Book Read Free

Viridian Gate Online: Schism: A litRPG Adventure (The Heartfire Healer Series Book 2)

Page 8

by E. C. Godhand


  To my surprise, the bees would disappear in a poof and reappear as a normal bee that paused in midair. One started dancing, then the others. I finished cleansing the bees, and all of them danced as one unit. I collected some honey from an apiary and compared its golden, sticky hue to that of the corrupted honey in the little girl’s jar. Still, the bees danced. I studied their moves, then joined them out of a curious impulse.

  I mimicked the way they sashayed forward three steps, waggling their bodies, then turned to the left, about-faced, and returned to their starting point with a flourish. It felt like a sort of waltz, and I counted out loud to keep in time.

  One, two, three. Step, two, three. Spin, two, three...

  After a bit, I had the hang of it, and even had fun rocking my hips and dipping my shoulders.
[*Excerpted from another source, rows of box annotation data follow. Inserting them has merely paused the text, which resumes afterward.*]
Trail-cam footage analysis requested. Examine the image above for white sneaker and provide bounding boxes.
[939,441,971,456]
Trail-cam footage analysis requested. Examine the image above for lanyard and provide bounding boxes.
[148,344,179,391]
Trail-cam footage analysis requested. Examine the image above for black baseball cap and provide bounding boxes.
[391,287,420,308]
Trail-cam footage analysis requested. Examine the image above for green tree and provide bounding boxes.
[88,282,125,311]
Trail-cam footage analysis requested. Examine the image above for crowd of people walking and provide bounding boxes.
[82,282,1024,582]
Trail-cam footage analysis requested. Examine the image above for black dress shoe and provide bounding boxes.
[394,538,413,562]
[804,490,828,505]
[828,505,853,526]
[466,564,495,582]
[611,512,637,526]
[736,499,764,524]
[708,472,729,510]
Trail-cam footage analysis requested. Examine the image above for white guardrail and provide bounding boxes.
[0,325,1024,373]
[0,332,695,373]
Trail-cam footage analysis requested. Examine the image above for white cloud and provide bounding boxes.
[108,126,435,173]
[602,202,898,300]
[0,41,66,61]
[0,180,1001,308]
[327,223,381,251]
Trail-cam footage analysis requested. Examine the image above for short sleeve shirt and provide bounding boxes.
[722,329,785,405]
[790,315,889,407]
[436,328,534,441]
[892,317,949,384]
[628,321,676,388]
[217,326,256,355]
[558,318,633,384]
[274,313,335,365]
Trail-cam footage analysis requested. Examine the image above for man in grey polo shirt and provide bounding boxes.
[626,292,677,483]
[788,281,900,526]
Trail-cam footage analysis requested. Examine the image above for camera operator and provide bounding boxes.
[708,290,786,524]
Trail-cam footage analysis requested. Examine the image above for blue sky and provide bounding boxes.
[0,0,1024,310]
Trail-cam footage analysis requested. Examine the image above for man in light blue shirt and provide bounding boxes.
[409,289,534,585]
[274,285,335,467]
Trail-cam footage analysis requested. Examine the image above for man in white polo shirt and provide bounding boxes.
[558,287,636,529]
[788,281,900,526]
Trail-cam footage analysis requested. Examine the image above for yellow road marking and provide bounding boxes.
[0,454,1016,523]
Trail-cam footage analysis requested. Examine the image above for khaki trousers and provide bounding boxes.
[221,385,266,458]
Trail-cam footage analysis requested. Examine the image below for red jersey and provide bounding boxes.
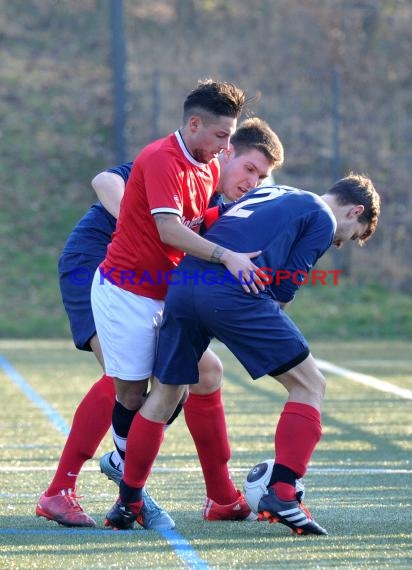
[100,131,220,299]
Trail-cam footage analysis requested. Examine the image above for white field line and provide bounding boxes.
[316,359,412,400]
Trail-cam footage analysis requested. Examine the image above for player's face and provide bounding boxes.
[188,117,237,163]
[219,148,272,202]
[333,219,368,249]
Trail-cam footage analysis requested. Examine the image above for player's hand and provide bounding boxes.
[221,250,265,295]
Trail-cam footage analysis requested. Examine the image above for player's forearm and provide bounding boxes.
[91,172,125,219]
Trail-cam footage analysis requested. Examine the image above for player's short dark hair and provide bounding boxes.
[327,172,381,244]
[230,117,284,169]
[183,79,246,123]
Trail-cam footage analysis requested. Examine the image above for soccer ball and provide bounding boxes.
[243,459,305,514]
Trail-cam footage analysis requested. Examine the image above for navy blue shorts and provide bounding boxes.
[154,274,309,384]
[59,252,102,352]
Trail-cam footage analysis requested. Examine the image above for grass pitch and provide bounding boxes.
[0,341,412,570]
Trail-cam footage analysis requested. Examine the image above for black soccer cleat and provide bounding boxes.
[104,497,143,530]
[258,487,328,534]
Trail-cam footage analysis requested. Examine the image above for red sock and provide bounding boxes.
[123,412,165,488]
[275,402,322,479]
[46,375,116,496]
[183,388,238,505]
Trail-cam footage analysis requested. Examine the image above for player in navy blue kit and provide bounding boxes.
[106,173,380,534]
[36,118,283,529]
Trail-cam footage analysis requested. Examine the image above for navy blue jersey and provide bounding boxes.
[62,162,133,260]
[180,186,336,303]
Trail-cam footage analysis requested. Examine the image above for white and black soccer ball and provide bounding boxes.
[243,459,305,514]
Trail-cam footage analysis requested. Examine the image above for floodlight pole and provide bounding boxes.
[110,0,127,164]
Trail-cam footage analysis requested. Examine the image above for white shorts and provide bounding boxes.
[91,268,164,380]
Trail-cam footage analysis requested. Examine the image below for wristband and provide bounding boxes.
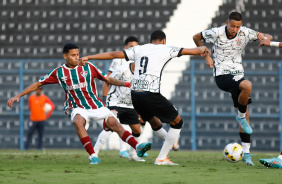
[269,42,280,47]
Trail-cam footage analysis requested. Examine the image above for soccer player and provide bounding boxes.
[94,61,145,162]
[259,39,282,169]
[193,12,272,166]
[101,36,140,160]
[25,87,55,150]
[80,30,210,165]
[7,43,151,164]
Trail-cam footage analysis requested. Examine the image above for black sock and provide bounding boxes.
[238,103,247,113]
[239,132,251,143]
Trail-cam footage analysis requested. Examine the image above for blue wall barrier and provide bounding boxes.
[0,59,282,151]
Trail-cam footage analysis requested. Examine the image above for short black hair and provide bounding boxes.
[124,36,139,45]
[150,30,166,43]
[228,12,242,21]
[63,43,78,54]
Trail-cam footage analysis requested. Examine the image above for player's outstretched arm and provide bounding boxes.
[181,46,211,57]
[259,39,282,48]
[7,82,42,108]
[79,51,125,66]
[102,72,112,104]
[104,76,131,88]
[257,32,273,41]
[193,33,204,47]
[193,33,213,68]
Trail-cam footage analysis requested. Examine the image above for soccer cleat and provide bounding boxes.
[155,157,179,165]
[172,140,180,151]
[259,157,282,169]
[90,156,101,164]
[242,153,255,166]
[136,142,152,157]
[236,116,253,134]
[128,155,145,162]
[119,151,129,158]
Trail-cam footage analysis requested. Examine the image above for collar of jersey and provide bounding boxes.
[225,26,240,40]
[63,64,79,70]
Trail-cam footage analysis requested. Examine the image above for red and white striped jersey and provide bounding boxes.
[39,62,106,114]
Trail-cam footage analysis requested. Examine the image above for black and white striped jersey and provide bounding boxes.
[124,44,182,93]
[201,26,258,76]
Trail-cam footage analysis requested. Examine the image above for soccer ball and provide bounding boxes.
[223,143,244,163]
[43,103,52,113]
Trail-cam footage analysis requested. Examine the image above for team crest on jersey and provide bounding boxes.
[233,75,243,81]
[236,38,243,46]
[61,76,68,82]
[80,71,88,78]
[111,110,118,117]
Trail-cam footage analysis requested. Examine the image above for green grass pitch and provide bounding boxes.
[0,149,282,184]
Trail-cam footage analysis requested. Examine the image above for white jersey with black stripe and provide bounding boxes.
[124,44,182,93]
[108,58,127,72]
[106,61,133,109]
[201,26,258,76]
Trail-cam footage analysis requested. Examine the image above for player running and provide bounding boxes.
[193,12,272,166]
[7,43,151,164]
[99,36,141,158]
[259,39,282,169]
[81,30,210,165]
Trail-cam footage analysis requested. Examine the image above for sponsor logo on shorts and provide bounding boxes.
[67,82,88,90]
[132,80,149,91]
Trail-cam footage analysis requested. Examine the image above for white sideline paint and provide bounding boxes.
[104,0,223,151]
[161,0,224,99]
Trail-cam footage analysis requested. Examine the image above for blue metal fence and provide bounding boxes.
[0,59,282,151]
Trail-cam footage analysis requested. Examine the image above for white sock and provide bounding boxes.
[157,128,181,160]
[242,142,251,153]
[154,128,167,140]
[94,130,113,157]
[119,138,126,152]
[238,110,246,118]
[129,136,140,157]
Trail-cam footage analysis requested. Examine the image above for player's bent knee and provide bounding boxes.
[170,119,183,129]
[132,132,141,137]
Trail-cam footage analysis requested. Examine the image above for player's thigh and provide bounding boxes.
[131,91,154,121]
[215,74,242,93]
[118,108,140,125]
[152,94,178,123]
[71,108,89,125]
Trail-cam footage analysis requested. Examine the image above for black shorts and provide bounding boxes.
[131,91,178,123]
[108,106,140,125]
[215,74,252,108]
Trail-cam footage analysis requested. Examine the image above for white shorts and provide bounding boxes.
[71,107,118,131]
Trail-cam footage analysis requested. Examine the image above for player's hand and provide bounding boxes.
[205,55,213,68]
[259,39,271,47]
[7,96,20,108]
[198,46,211,57]
[78,56,88,66]
[257,32,265,41]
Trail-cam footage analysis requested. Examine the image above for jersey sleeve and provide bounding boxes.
[123,46,137,61]
[88,62,107,80]
[110,66,123,80]
[201,28,219,43]
[244,27,258,41]
[108,59,119,72]
[167,46,183,58]
[39,68,59,85]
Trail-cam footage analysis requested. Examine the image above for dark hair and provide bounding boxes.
[150,30,166,43]
[63,43,78,54]
[228,12,242,21]
[124,36,139,45]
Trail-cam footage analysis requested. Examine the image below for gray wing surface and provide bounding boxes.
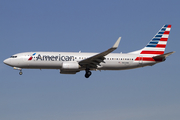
[79,37,121,68]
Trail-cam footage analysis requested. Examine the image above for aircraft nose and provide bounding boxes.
[3,58,11,65]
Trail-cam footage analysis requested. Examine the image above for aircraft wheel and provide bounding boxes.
[19,71,23,75]
[85,71,92,78]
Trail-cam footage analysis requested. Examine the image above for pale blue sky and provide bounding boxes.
[0,0,180,120]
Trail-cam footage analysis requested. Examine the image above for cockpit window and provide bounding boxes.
[11,56,17,58]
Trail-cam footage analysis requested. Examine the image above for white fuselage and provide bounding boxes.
[5,52,157,71]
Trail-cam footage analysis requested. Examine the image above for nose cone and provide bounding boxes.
[3,58,11,65]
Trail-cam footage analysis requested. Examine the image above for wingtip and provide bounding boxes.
[113,37,121,48]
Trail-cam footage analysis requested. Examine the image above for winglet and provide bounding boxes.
[112,37,121,48]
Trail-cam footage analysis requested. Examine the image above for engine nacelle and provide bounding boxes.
[61,62,80,71]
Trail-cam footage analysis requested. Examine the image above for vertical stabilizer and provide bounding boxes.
[140,25,171,56]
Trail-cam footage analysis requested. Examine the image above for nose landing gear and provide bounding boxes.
[14,67,23,75]
[85,68,92,78]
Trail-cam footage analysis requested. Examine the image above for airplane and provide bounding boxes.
[3,24,174,78]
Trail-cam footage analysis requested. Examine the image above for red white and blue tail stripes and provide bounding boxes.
[135,25,171,61]
[140,25,171,55]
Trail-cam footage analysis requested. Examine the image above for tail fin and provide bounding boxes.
[140,25,171,56]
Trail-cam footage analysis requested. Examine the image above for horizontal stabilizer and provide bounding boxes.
[153,51,175,61]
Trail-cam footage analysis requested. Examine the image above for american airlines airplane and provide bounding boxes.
[4,25,174,78]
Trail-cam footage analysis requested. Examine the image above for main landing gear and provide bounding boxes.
[85,68,92,78]
[19,70,23,75]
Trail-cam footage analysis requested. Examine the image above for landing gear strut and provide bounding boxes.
[85,68,92,78]
[19,70,23,75]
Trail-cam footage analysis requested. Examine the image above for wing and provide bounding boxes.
[79,37,121,68]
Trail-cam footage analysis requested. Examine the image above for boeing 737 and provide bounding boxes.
[4,25,174,78]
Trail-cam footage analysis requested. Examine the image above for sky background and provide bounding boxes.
[0,0,180,120]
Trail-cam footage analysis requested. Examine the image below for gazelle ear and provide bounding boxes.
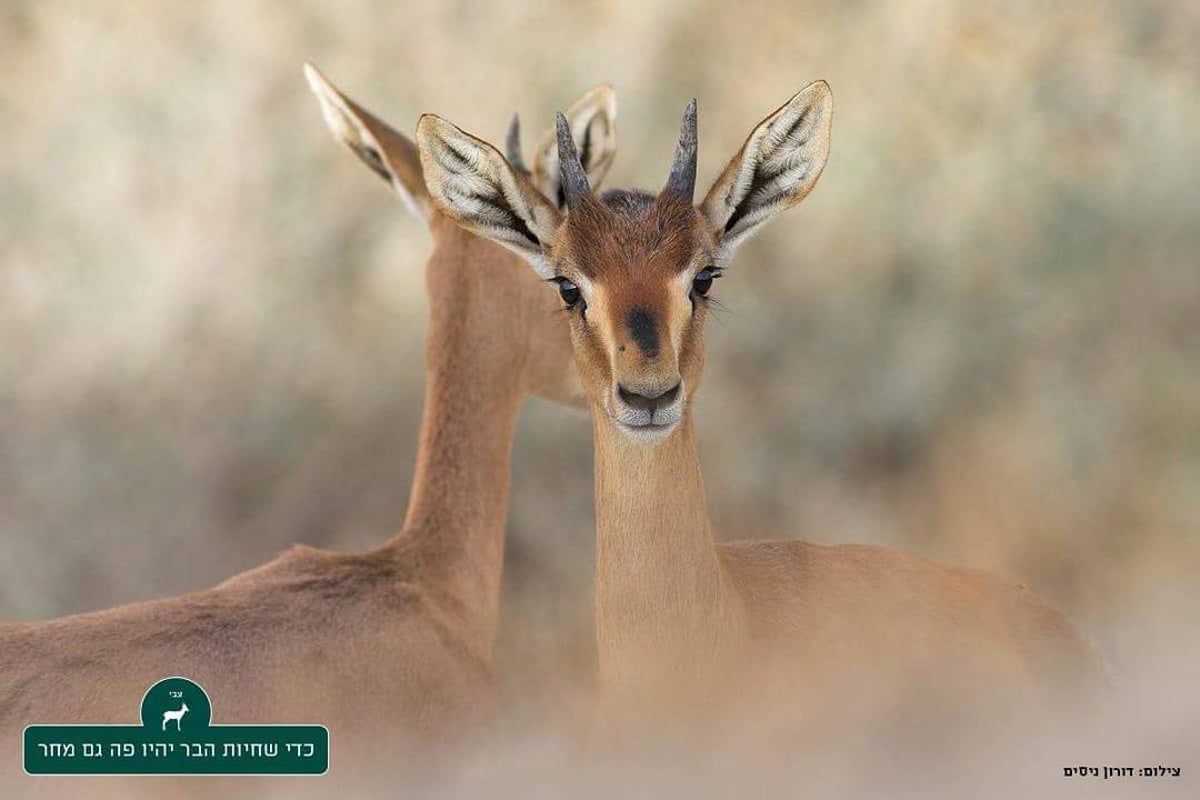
[304,64,431,219]
[700,80,833,261]
[416,114,562,278]
[533,84,617,209]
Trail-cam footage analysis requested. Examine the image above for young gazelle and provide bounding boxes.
[418,82,1092,734]
[0,67,616,777]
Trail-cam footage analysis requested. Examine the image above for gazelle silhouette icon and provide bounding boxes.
[162,703,187,732]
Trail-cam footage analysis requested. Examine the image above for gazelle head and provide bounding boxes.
[305,65,617,404]
[416,82,833,443]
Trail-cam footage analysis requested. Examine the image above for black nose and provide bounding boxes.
[617,384,682,414]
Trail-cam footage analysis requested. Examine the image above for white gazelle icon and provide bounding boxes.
[162,703,187,730]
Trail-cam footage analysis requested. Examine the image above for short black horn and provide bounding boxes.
[558,112,592,209]
[664,98,696,200]
[504,114,529,175]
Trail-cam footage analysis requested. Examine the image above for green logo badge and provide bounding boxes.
[24,678,329,775]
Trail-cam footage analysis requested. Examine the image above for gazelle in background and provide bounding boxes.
[0,66,616,782]
[416,82,1093,722]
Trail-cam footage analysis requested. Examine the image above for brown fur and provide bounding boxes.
[0,87,577,796]
[418,82,1097,733]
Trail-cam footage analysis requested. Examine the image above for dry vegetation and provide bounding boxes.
[0,0,1200,796]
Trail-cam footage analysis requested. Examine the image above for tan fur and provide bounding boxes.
[419,82,1096,732]
[0,73,604,794]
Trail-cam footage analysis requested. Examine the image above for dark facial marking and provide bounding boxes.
[625,308,659,359]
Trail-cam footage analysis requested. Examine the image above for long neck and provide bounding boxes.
[593,410,731,693]
[388,221,523,657]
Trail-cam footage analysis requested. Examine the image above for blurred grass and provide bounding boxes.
[0,0,1200,714]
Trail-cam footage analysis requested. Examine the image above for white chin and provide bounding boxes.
[613,420,679,445]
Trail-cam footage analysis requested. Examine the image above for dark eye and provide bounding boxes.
[691,267,718,297]
[557,278,581,308]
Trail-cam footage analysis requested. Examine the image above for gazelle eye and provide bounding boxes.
[691,267,718,297]
[556,278,582,308]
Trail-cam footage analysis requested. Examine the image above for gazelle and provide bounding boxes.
[0,66,616,794]
[416,82,1091,734]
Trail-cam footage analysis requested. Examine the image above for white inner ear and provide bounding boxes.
[304,64,425,219]
[714,84,830,259]
[427,124,559,278]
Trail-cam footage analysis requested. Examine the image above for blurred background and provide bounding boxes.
[0,0,1200,734]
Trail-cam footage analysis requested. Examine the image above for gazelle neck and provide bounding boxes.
[593,409,732,693]
[388,217,524,658]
When I glanced down to make sure I wasn’t stepping over my own feet, I noticed a map of sorts had appeared in the grass where my sandals had worn the blades to the dirt.

  “Whatcha doing, Lil’ Sis?” asked an unfamiliar woman’s voice.

  I froze, my arms still in the air, and turned on a dime. The little girl had returned, accompanied by two grown women. Sun-Setters, En’Etailar, the priests of the Dawn Elves, I presumed by their garb.

  “Uh... dancing with the bees?”

  The woman on the right, tall and thin, but muscular, appeared about twenty weeks pregnant, judging by the white bandage wrapped around her chest that also supported her bulging belly. Her orange robes mimicked the pleated pants and open jacket of the elves I saw earlier. In a way, she reminded me of a monk, though I had never seen a monk carry two round chakrams at their hip. Her skin glowed a healthy bronze, and her cropped fiery orange hair reminded me of my chaplain friend Retta’s hair.

  The woman on the left looked her total opposite. Delicately framed and shorter, she had paler skin with long white hair in which purple flowers were braided. She wore a white top with a pleated navy skirt, overlaid by a gauzy white fabric embroidered with stars. It was all wrapped together by a thick cloth belt pinned in place with braided trinkets, and a long black robe hung loose off her arms.

  I couldn’t quite place what influenced the different clothing styles worn by these elves, but this woman’s holy robes reminded me of the beautiful traditional hanfu my mother would watch in her ancient Chinese dramas.

  She leaned on an ebony staff and inspected me, then the bees. Multiple rings dangled from the staff, and it curved in a moon shape at the top. She held out her staff and twirled it around until incense dispersed from a burning censer inside the metal-moon. The bees calmed at the smoke and went back to their hives.

  I brought my feet together and crossed my arms to hug myself. Embarrassing myself in front of the new clerics, who had much cooler gear than me, was not the ideal way of introducing myself.

  “Thank you,” she said to the little girl. “Run along and play now.”

  The first woman in orange stepped forward with large strides and inspected the traced path underneath my feet. “And what did the bees tell you?” she asked.

  “Well, it’s a map. I think,” I said.

  She nodded in affirmation as if this were a very natural and common occurrence, then whistled and put her hands on her hips. “Here I thought the Commissar wouldn’t bother,” she muttered.

  “I’m Keres, Intercessor of the Ardent Dawn, Disciple of Zar’yi,” she said with a deep bow. “You must be Liset, the troublemaker who can help us.”

  I laughed. “I see my reputation precedes me.”

  The other woman stepped forward and held her hand out as if she were inspecting me. “As all reputations should,” she said. “I’m Bri’jit. I’m also a Sun-Setter, or En’Etaila in our tongue. We’re the spiritual leaders of the Hvitalfar here in the Avilynn woods.”

  “I assume you follow the Aspect Zar’ya?” I asked.

  Bri’jit nodded. “Of the Halcyon Dusk. We work together to set the sun in the sky.”

  “And on lives who threaten our people,” added Keres.

  “Huh. Neat.” I clicked my tongue. “I haven’t met a lot of priests who weren’t all told to be clones of one another. Can you tell me a bit more about what you do?”

  Bri’jit paused as if thinking. “You’re a Traveler like me, right? Did you ever play any games before this?”

  “All the time.”

  “Okay, so, imagine Keres went Smite-Spec. She focuses on unleashing devastating damage. Her job is to protect the lives of us Dawn Elves. But don’t be fooled. She may be the resident gynecologist, but she’ll punish anyone who threatens our people.”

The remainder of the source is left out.